The Olympic Dam IOCG-U-Ag deposit, South Australia, the world’s largest known uranium (U) resource, contains three main U-minerals: uraninite, coffinite, and brannerite. Four main classes of uraninite have been identified. Uraninite occurring as single grains is characterized by high-Pb and ΣREE+Y (ΣREY) but based on textures can be classified into three of these classes, typically present in the same sample. Primary uraninite (Class 1) is smallest (10–50 mm), displays a cubic-euhedral habit, and both oscillatory and sectorial zoning. “Zoned” uraninite (Class 2) is coarser, sub-euhedral, and combines different styles of zonation in the same grain. “Cobweb” uraninite (Class 3) is coarser still, up to several hundred micrometers, has variable hexagonal-octagonal morphologies, varying degrees of rounding, and features rhythmic intergrowths with sulfide minerals. In contrast, the highest-grade U in the deposit is found as micrometer-sized grains to aphanitic varieties of uraninite that form larger aggregates (up to millimeter) and vein-fillings (massive, Class 4) and have lower Pb and ΣREY, but higher Ca.

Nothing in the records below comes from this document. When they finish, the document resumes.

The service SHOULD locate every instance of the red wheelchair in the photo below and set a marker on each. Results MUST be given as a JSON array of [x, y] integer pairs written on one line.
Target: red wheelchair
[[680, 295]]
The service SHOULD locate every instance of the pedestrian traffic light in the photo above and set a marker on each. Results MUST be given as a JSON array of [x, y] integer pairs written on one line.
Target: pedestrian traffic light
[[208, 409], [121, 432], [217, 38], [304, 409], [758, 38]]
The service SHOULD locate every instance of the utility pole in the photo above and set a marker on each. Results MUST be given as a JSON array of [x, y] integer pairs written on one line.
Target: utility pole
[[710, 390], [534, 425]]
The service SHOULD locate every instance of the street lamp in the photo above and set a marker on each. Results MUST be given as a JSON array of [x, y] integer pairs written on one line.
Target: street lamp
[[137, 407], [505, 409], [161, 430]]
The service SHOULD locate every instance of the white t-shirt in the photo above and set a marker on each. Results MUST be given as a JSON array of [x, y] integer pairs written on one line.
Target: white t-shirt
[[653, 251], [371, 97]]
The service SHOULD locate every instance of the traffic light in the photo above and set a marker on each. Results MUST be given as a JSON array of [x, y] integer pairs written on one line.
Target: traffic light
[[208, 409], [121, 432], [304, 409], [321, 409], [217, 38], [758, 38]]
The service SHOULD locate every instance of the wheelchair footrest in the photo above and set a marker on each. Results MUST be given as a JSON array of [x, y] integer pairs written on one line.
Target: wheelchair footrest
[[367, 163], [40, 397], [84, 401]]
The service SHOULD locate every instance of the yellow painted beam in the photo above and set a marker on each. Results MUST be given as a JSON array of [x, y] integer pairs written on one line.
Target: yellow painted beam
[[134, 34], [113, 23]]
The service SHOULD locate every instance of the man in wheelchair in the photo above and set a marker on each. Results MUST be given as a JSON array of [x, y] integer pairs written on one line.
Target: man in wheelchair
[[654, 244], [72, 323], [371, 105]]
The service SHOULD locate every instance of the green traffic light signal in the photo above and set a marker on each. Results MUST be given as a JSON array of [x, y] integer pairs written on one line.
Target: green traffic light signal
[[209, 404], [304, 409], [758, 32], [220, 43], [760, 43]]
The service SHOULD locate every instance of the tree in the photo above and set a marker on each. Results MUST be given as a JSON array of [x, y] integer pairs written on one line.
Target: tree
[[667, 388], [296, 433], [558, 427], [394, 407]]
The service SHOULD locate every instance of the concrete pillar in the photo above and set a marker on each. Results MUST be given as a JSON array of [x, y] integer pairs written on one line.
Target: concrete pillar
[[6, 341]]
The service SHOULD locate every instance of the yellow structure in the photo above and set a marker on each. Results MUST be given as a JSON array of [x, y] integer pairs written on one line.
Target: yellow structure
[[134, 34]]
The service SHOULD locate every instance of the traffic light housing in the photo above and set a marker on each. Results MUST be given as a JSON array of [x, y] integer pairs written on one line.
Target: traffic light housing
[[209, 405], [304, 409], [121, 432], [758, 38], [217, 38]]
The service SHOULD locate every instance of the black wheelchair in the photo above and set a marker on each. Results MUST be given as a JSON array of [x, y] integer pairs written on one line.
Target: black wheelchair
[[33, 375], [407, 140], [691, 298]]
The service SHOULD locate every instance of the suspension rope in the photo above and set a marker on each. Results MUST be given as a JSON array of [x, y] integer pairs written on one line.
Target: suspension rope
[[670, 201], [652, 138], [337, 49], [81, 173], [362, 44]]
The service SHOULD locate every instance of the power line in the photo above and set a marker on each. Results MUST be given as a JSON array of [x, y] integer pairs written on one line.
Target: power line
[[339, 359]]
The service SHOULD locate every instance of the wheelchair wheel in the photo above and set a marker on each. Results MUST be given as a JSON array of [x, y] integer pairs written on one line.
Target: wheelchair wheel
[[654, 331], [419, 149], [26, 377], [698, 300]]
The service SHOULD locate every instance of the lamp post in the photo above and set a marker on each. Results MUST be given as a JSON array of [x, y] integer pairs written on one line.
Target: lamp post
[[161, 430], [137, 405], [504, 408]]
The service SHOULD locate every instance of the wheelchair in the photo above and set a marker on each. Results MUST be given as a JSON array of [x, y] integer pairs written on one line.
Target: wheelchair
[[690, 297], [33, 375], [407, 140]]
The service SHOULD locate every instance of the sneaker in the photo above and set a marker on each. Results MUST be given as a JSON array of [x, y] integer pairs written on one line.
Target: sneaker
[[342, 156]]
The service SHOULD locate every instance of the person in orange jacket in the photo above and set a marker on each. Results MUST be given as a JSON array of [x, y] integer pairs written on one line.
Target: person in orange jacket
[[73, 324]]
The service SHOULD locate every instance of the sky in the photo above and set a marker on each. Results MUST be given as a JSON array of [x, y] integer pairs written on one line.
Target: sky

Nanoscale characterization of primary and cobweb uraninite shows these have defect-free fluorite structure. Both contain lattice-bound Pb+ΣREY, which for primary uraninite is concentrated within zones, and for cobweb uraninite is within high-Pb+ΣREY domains. Micro-fractured low-Pb+ΣREY domains, sometimes with different crystal orientation to the high-Pb+ΣREY domains in the same cobweb grain, contain nanoscale inclusions of galena, Cu-Fe-sulfides, and REY-minerals. The observed Pb zonation and presence of inclusions indicates solid-state trace-element mobility during the healing of radiogenic damage, and subsequent inclusion-nucleation + recrystallization during fS2-driven percolation of Cu-bearing fluid.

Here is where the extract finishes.